2013, Odd Numbers and High Stakes

Article published on Dec. 14, 2012
Article published on Dec. 14, 2012
By Aris Kokkinos (live from the European Summit), translated by Danica Jorden Even if the European Union paid any attention to the Mayan calendar, it seems the 13th year of the 21st century is as frightening as the online apocalypse.
In 2013, the legislative framework for the banking union will be put in place, but 2014 is the year European leaders have chosen for its launch -- in the hope that the present financial morass will have cleared up between now and then, and that German electors will have confirmed Angela Merkel to lead the EU.

As a prelude to the meeting of the Council, the group of 27 arrived at an agreement at the end of the night of 12/12/12 concerning supervision of the EU’s (larger) banks, aka the banking union, which hopefully will be able to resolve the banking crisis. The banking union will be launched on 1 March 2014, close to the election of the European Parliament.

Big Banks (under the scope) and Black Holes (in the books)

François Hollande will get his wish, as the legislative framework of the banking union will be in place by 1 January 2013. But Angela Merkel will be the big winner as the union’s implementation will be stretched out over the entire year.
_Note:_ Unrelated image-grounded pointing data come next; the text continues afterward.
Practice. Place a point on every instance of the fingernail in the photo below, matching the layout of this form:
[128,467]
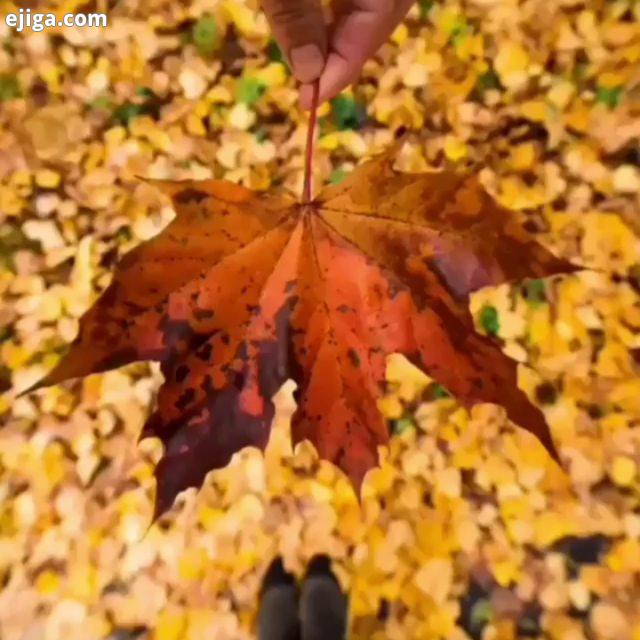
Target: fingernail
[307,62]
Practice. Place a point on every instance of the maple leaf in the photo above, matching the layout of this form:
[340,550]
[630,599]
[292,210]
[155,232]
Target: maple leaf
[244,290]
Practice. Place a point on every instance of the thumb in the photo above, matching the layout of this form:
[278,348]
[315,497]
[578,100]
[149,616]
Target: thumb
[300,30]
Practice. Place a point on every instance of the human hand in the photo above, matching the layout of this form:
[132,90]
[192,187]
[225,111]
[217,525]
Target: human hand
[335,55]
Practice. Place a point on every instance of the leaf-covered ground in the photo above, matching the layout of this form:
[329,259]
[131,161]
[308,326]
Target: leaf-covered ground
[467,529]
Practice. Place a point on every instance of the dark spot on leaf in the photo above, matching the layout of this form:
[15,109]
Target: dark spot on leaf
[188,196]
[546,393]
[204,353]
[186,399]
[182,371]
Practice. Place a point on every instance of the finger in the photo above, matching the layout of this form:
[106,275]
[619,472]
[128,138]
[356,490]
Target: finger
[300,30]
[356,38]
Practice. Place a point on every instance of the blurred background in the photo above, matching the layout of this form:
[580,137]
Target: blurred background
[467,530]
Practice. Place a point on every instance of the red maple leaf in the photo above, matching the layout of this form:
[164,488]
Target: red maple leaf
[244,290]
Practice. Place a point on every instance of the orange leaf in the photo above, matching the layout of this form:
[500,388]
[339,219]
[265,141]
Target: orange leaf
[244,290]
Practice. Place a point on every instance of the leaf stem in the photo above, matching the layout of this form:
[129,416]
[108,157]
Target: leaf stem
[308,160]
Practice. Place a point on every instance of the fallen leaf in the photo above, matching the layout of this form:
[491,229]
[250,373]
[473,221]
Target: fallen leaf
[244,290]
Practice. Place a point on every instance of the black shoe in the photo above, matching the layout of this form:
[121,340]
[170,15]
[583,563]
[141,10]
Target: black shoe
[278,614]
[323,606]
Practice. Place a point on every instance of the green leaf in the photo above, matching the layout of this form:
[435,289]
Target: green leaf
[205,35]
[461,29]
[145,92]
[609,96]
[261,135]
[274,53]
[481,614]
[489,320]
[535,292]
[249,90]
[337,176]
[126,112]
[101,103]
[9,87]
[402,425]
[425,8]
[347,113]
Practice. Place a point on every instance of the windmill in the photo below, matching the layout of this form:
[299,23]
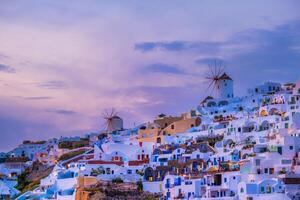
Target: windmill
[109,115]
[213,77]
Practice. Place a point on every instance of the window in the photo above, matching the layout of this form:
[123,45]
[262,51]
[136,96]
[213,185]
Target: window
[257,162]
[285,162]
[258,171]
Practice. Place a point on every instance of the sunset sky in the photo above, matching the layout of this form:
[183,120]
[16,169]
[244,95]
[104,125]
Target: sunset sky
[62,62]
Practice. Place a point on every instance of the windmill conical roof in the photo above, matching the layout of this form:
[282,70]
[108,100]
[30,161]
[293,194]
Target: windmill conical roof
[225,77]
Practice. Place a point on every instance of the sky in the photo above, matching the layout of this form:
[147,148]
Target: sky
[63,62]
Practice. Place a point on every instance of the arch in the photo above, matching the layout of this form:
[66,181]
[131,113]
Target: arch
[228,142]
[245,156]
[211,104]
[263,113]
[250,139]
[273,111]
[250,126]
[158,140]
[223,103]
[149,174]
[265,125]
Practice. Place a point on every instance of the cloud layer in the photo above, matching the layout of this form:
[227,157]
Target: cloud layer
[62,64]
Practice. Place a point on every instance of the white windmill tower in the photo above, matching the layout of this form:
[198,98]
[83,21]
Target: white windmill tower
[112,121]
[220,84]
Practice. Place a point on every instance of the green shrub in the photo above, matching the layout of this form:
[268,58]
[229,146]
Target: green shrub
[72,154]
[117,180]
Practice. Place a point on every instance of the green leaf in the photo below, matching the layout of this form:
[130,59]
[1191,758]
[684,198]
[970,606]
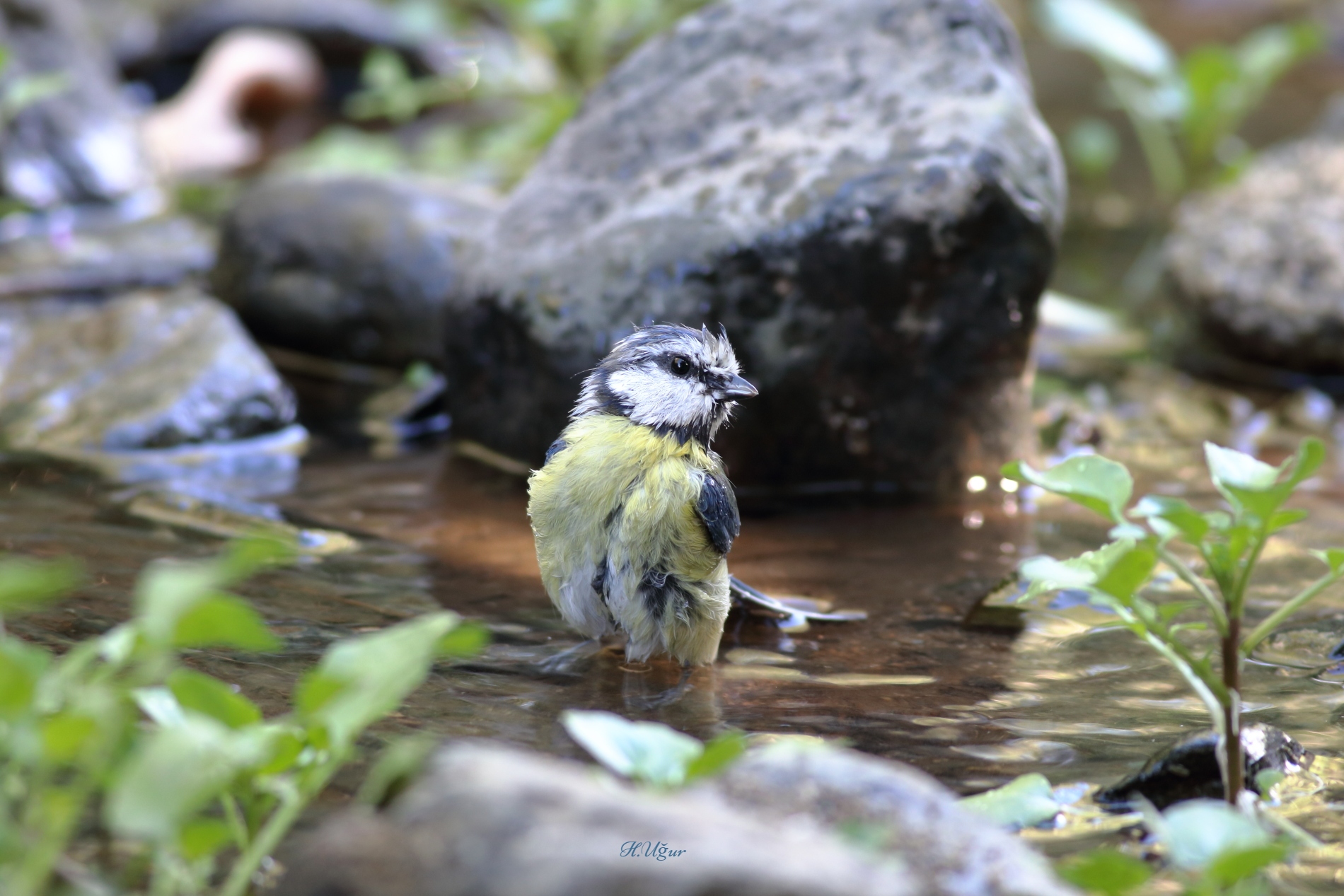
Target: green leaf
[1105,871]
[719,752]
[1109,33]
[1333,558]
[400,762]
[376,672]
[21,669]
[176,770]
[1236,864]
[213,697]
[1199,830]
[161,706]
[167,590]
[1116,569]
[645,751]
[1266,779]
[465,641]
[1258,488]
[27,583]
[65,736]
[1023,802]
[225,621]
[1178,516]
[203,837]
[1129,571]
[315,691]
[255,554]
[1233,469]
[1263,55]
[1096,482]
At the Ecofin meeting on 12 December, German finance minister Wolfgang Schäuble specified: “I think we can find a common solution, but the ECB will need a year to put the legislation into place.” Time will tell, because in 2013, the European Central Bank forecasts a 0.3% decrease in the eurozone’s gross domestic product, and inflation to be at 1.6%. A return to better days is expected for 2014, with a double forecast of 1.2% growth with 1.4% inflation. When the banking union goes into effect, it will oversee, in the following order, banks having more than 30 billion euros in assets, banks worth more than 20% of their respective country’s GDP, so long as their assets are less than 5 billion euros, and finally banks that are recipients of European aide programmes. In other words, we’re set to see more quarrels about disowned figures, recalling the Maastricht criteria disagreements. In any case, the ECB will oversee the three principal banks of each concerned State. The number of overseen banks will vary between 150 and 200. That’s the compromise reached between Paris, who demanded that the ECB oversee the banking union, and Berlin, who did not want its 420 some-odd regional banks supervised by anyone other than the Bundesbank.

New Year brings Councils

The banking union already has a theoretical conception: a Supervisory Council of the banking union will be integrated into the ECB, to be made up of a president, a vice-president, four ECB members and representatives of 17 national supervisors. The ECB Governor’s Council, for its part, will ratify the Supervisory Council’s major decisions on countries outside the eurozone. Not easy. In order to guarantee the separation of power between banking supervision and monetary policy, States will establish an independent committee that will have final say in case of disagreement. It remains to be seen how this will work out in 2014, taking into account as well the European Banking Authority. Inaugurated in 2011 and headquartered in London, this regulatory body will not likely forget to express the British exception, as it should be pointed out that the United Kingdom prefers to abstain from the banking union. In order to have everyone’s agreement, European Parliament president Martin Schultz declared at the European Council’s press conference today 13 December that the eurozone’s budget should be under the control of the entire EU. Perhaps one day Europe will unite politically as well as economically.